Beynin farklı bölgelerinin ve işlevlerinin saptanabilmesi belirli bir bölgenin çalışmamaya başlaması sonucu oluşacak yan etkilerin anlaşılmasına bağlıdır. Uzmanlar benzer işleve sahip nöronların birlikte kümelenmeye yatkın olduklarını biliyorlar. Örneğin, başparmağın hareketini kontrol eden nöronlar işaret parmağını kontrol eden nöronların yanında düzenlenmişlerdir. Bu nedenle, beyin cerrahları beyin ameliyatı sırasında, beynin pek çok işlevinin mümkün olduğunca devam etmesini sağlarken; görme, işitme ve hareketle bağlantılı nöron kümelerinden dikkatli bir biçimde uzak durmaya gayret ederler.
Anlaşılmayan nokta ise nöron kümelerinin bilinci oluşturmak için beynin çeşitli bölgelerinde nasıl birlikte çalışıyor olduğu. şu ana dek bilinçten sorumlu tek bir bölgenin saptanamaması, uzmanları bilincin nöronların toplu çalışmasının bir sonucu olduğunu düşünmeye itti.
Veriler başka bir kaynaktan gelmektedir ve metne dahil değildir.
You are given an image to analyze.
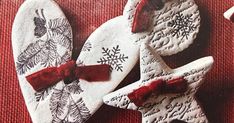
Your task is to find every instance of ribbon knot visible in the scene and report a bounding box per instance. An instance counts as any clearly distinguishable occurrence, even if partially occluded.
[26,61,110,91]
[57,61,76,79]
[128,78,187,106]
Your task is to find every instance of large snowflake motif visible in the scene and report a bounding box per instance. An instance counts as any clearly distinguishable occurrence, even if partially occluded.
[97,45,128,72]
[168,13,196,39]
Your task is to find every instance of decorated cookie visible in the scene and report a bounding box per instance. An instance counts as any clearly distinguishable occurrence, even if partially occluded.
[12,0,73,123]
[12,0,200,123]
[123,0,200,55]
[103,43,213,123]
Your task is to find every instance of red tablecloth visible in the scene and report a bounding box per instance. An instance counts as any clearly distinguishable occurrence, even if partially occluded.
[0,0,234,123]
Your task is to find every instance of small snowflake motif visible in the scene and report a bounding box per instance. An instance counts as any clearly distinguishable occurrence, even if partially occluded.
[97,45,128,72]
[168,13,196,39]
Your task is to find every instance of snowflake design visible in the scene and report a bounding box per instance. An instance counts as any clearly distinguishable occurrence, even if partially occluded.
[168,13,196,39]
[97,45,128,72]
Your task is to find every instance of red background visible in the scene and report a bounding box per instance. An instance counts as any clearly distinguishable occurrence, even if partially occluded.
[0,0,234,123]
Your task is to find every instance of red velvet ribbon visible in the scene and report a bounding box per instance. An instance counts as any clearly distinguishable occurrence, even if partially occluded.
[128,78,187,106]
[230,13,234,22]
[26,61,110,91]
[132,0,163,33]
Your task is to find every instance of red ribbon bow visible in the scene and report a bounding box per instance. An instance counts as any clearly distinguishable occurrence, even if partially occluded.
[128,78,187,106]
[132,0,163,33]
[26,61,110,91]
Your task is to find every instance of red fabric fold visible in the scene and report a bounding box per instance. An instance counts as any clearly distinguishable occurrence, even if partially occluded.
[26,61,110,91]
[128,78,187,106]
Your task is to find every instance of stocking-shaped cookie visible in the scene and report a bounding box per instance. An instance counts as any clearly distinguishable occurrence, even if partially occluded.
[77,0,200,120]
[12,0,202,122]
[123,0,200,55]
[12,0,72,123]
[103,43,213,123]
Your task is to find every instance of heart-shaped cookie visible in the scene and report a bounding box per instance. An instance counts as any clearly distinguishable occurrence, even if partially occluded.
[12,0,200,123]
[12,0,73,123]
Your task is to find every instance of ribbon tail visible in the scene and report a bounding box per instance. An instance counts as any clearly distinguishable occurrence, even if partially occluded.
[165,77,188,93]
[76,64,110,82]
[26,67,61,91]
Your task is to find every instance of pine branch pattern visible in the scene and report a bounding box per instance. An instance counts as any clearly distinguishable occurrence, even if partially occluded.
[97,45,128,72]
[50,88,70,118]
[50,80,91,123]
[16,9,72,75]
[168,13,196,39]
[68,98,91,123]
[82,42,92,52]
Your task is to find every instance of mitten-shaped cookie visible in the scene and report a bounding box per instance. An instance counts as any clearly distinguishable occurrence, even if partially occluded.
[103,43,213,123]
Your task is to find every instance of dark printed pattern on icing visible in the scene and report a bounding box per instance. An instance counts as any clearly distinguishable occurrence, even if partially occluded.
[82,42,92,51]
[16,9,91,123]
[16,9,72,75]
[50,81,91,123]
[168,12,196,39]
[97,45,128,72]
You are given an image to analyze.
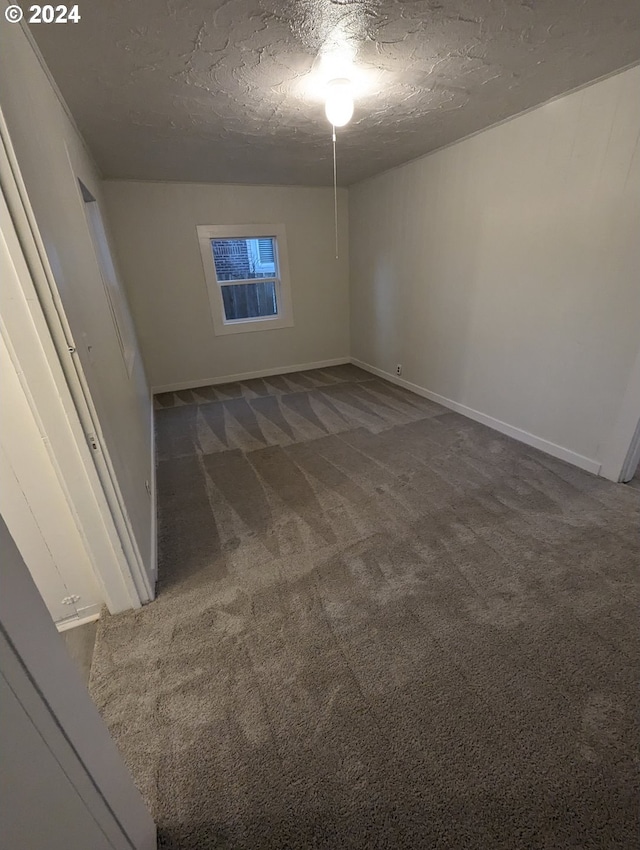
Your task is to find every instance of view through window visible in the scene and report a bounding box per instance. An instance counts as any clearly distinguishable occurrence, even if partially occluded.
[211,236,279,322]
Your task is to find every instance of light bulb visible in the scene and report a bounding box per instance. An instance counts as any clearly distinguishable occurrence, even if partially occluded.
[324,79,353,127]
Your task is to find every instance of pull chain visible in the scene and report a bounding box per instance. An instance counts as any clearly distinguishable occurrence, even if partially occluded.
[333,127,338,260]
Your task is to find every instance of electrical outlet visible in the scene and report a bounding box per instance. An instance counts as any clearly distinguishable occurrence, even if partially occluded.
[61,593,80,605]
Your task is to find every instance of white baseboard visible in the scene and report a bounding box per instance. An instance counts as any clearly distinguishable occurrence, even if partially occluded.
[151,357,352,395]
[351,357,600,475]
[56,606,102,632]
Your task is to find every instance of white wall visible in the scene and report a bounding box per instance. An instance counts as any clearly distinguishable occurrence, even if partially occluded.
[0,19,153,570]
[104,181,349,388]
[349,67,640,468]
[0,517,156,850]
[0,336,104,622]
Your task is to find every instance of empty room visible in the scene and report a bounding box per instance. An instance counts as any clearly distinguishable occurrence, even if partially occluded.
[0,0,640,850]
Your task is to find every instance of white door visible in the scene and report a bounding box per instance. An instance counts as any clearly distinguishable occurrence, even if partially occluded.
[0,336,104,623]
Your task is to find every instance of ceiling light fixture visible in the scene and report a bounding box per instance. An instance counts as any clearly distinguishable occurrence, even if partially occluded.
[324,77,353,260]
[324,77,353,127]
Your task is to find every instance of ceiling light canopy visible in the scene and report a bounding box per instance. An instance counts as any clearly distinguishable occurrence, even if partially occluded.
[324,77,353,127]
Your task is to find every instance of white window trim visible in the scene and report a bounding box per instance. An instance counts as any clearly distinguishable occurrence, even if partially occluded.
[196,224,293,336]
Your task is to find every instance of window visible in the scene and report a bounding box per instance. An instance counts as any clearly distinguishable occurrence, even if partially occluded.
[198,224,293,334]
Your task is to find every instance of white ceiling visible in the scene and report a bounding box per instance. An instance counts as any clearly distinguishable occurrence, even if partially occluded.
[32,0,640,185]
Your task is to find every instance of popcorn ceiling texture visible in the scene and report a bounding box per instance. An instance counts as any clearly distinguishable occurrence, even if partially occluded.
[32,0,640,185]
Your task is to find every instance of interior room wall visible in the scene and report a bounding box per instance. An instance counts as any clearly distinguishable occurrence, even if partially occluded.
[0,516,157,850]
[104,180,349,389]
[0,15,154,569]
[349,67,640,471]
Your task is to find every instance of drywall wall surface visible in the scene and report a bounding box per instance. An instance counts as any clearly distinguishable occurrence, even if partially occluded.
[0,336,104,622]
[349,68,640,460]
[0,15,152,568]
[0,517,156,850]
[104,181,349,388]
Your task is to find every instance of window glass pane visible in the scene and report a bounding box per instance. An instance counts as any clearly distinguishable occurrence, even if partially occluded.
[211,236,278,281]
[220,280,278,322]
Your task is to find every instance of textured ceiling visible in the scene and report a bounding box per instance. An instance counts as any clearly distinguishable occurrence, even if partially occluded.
[32,0,640,185]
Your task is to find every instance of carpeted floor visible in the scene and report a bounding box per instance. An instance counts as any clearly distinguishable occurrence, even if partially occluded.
[91,366,640,850]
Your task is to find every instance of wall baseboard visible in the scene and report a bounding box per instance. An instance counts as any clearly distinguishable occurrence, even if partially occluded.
[151,357,352,395]
[351,357,600,475]
[55,604,102,632]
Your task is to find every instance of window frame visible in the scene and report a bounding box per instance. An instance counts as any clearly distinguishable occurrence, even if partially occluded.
[196,224,293,336]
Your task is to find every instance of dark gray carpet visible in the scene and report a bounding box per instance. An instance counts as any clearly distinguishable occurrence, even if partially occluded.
[91,366,640,850]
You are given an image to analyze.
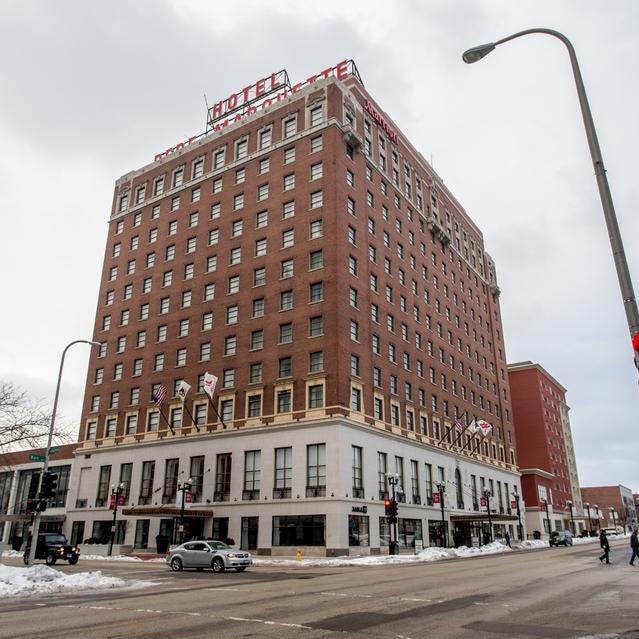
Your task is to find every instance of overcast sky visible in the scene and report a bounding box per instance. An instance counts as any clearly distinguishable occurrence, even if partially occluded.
[0,0,639,491]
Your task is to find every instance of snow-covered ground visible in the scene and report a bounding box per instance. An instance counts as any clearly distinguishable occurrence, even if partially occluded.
[0,564,155,598]
[0,535,628,597]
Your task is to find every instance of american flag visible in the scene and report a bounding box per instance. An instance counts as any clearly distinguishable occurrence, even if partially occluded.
[153,384,168,406]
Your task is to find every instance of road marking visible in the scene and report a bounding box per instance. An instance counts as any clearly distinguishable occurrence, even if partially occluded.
[64,604,316,639]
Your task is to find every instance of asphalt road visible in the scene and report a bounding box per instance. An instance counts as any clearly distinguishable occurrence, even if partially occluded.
[0,539,639,639]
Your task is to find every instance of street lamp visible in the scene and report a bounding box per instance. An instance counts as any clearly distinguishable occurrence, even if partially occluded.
[566,500,577,535]
[386,473,400,555]
[109,484,124,557]
[484,488,493,544]
[462,29,639,361]
[27,339,100,566]
[541,499,551,539]
[435,480,448,548]
[178,477,193,544]
[512,486,524,541]
[584,501,592,534]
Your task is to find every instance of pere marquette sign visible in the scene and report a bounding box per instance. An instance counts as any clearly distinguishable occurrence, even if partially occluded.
[155,60,362,161]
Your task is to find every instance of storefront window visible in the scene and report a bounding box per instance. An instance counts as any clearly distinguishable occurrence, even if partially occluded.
[379,517,423,549]
[273,515,326,546]
[348,515,370,546]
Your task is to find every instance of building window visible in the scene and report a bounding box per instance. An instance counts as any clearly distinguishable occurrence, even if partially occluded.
[309,249,324,271]
[277,390,291,413]
[273,446,293,498]
[246,393,262,417]
[309,282,324,303]
[352,446,364,499]
[242,450,262,499]
[279,322,293,344]
[308,384,324,408]
[282,115,297,139]
[280,291,293,311]
[306,444,326,497]
[308,315,324,337]
[282,173,295,191]
[308,218,324,240]
[308,351,324,373]
[213,453,232,501]
[311,191,324,209]
[278,357,293,378]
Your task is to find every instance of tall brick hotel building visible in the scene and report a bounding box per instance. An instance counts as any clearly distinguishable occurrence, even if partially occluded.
[65,62,521,555]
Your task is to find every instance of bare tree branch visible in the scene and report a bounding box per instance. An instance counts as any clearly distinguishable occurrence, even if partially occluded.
[0,382,70,451]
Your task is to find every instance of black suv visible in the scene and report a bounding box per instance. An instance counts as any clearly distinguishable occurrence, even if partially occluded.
[24,533,80,566]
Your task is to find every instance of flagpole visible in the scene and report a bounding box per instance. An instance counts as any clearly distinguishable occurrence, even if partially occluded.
[437,426,452,445]
[205,393,226,428]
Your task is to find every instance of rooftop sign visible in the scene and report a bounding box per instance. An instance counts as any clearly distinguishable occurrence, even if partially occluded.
[154,60,362,161]
[206,60,361,133]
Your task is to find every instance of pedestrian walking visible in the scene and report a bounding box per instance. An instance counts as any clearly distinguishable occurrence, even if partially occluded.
[630,528,639,566]
[599,530,610,564]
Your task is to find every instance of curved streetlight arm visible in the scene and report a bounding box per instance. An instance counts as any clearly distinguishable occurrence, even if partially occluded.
[462,28,639,348]
[28,339,100,566]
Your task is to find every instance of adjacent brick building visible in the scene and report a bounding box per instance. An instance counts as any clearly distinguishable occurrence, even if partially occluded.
[508,362,584,534]
[581,485,637,532]
[0,444,81,546]
[60,63,519,553]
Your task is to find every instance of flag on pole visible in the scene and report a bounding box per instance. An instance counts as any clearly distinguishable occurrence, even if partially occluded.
[177,380,191,403]
[202,373,217,401]
[477,419,493,437]
[153,384,168,406]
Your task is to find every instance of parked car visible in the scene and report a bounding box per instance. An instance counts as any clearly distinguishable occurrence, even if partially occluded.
[166,540,253,572]
[24,533,80,566]
[550,530,572,546]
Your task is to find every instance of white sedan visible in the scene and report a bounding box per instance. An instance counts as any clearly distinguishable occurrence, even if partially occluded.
[166,541,253,572]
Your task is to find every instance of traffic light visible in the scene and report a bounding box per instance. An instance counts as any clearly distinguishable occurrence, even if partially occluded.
[40,472,58,499]
[27,473,40,500]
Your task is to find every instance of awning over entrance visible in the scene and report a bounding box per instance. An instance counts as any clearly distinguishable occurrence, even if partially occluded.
[450,513,517,522]
[122,506,213,519]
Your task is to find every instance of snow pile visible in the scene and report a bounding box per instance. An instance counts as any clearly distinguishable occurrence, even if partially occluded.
[0,564,156,597]
[450,541,512,557]
[519,539,548,548]
[253,541,511,568]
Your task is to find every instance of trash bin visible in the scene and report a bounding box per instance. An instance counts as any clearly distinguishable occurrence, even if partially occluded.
[155,535,169,555]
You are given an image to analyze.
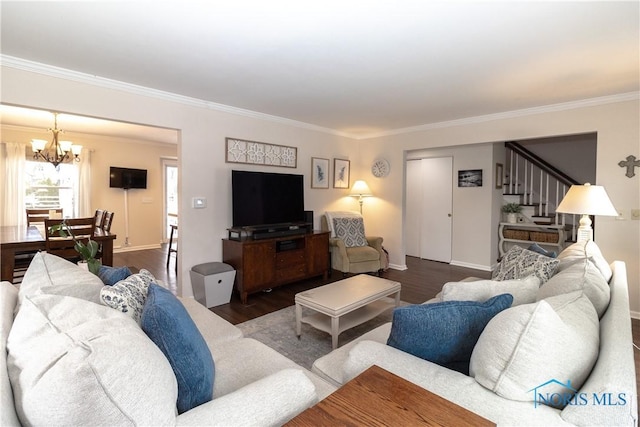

Kıvrımlı korteksimizin içinde yer alan bir diğer gizemse, beyin hücrelerimizin yalnızca yüzde 10’unun nöronlardan ibaret olması, beyin hücrelerinin geri kalan yüzde 90’ı ise nöronları kaplayan ve destekleyen glia hücrelerinden oluşuyor fakat bunların işlevlerinin ne olduğu büyük oranda belirsiz. Sonuç olarak, bu, beynimizin yüzde 10’unun kullandığımız anlamına gelmiyor, sadece işlevinin yalnızca yüzde 10’ununu anlayabildiğimizi gösteriyor.